Dr. Rania Mouchantaf has over 20 years of academic, industry and regulatory experience and, is currently the A/Executive Director at the Marketed Health Products Directorate at Health Canada.  Before entering the public service, she worked in the private sector. However, her interest in drug safety and public health led her to join the federal government at Health Canada in 2006 where she has had the opportunity to take on various challenges and assume different roles in assessment, management and strategic policy development from both a pre and post market perspective in the area of safety, efficacy and quality throughout the drug lifecycle. In addition, Dr. Mouchantaf expanded her public health portfolio by having worked at the Public Health Agency of Canada where her team was responsible for developing evidence-based information that informed on policies related to the COVID-19 border travel testing program.

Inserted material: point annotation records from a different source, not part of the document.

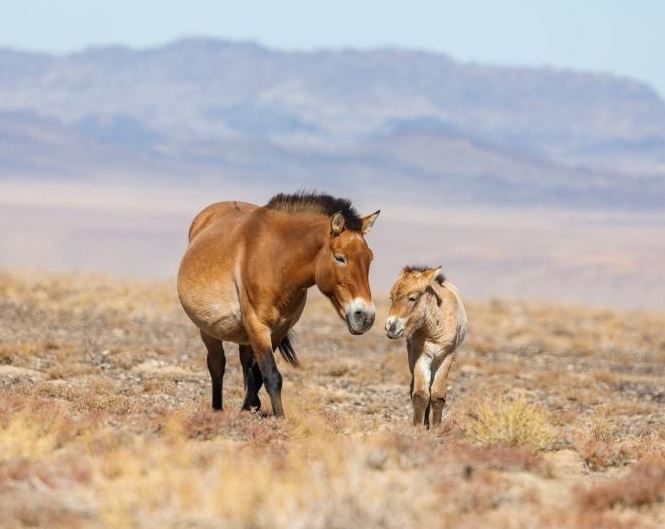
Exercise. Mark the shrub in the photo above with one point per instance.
(508, 422)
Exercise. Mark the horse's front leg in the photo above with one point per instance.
(438, 389)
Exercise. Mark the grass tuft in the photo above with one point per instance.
(508, 422)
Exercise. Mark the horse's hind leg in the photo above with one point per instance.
(216, 367)
(252, 377)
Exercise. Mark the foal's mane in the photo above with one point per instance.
(441, 279)
(303, 202)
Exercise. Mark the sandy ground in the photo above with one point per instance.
(555, 418)
(609, 259)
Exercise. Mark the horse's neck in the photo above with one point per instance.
(302, 243)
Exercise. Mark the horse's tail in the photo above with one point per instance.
(287, 350)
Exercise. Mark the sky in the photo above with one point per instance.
(624, 37)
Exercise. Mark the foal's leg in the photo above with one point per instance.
(216, 367)
(438, 390)
(421, 394)
(252, 377)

Her education includes a doctoral degree in Pharmacology and Therapeutics from McGill University, Canada, and a post-doctoral fellowship in the area of oncology and breast cancer research. Her experience also includes a past academic appointment as Associate Professor at the faculty of Pharmacy at the University of Montreal, Canada.

Robert Platt

PhD, McGill University

Robert Platt is Professor in the departments of Pediatrics and of Epidemiology, Biostatistics, and Occupational Health (EBOH) at McGill University. He is a Senior Investigator at the Research Institute of the McGill University Health Centre and the Lady Davis Institute of the Jewish General Hospital, and Investigator at the McGill Pharmacoepidemiology Research Unit, and holds the Albert Boehringer I endowed chair in Pharmacoepidemiology.

Prof. Platt is the Principal Investigator of the Canadian Network for Observational Drug Effect Studies (CNODES). His research focuses on improving methods for the study of medications using administrative data, with an emphasis on methods for causal inference and a substantive focus on medications in pregnancy. Prof. Platt is an editor-in-chief of Statistics in Medicine, an editor of the American Journal of Epidemiology, and an associate editor of  Pharmacoepidemiology and Drug Safety. He has published over 400 articles, one book and several book chapters on biostatistics and epidemiology. Prof. Platt is a Fellow of the American Statistical Association and of the International Society for Pharmacoepidemiology.

Tarek Hammad

Takeda, MD, PhD, MSc, MS, FISPE

Dr. Tarek Hammad, Vice President & Head of Medical Safety for Marketed Products at Takeda Pharmaceuticals, is a renowned expert in drug safety, benefit-risk assessment, and pharmacoepidemiology. With extensive experience at major pharmaceutical companies like Sanofi and Merck, as well as a distinguished 13-year career at the US FDA, he has received numerous awards for his contributions.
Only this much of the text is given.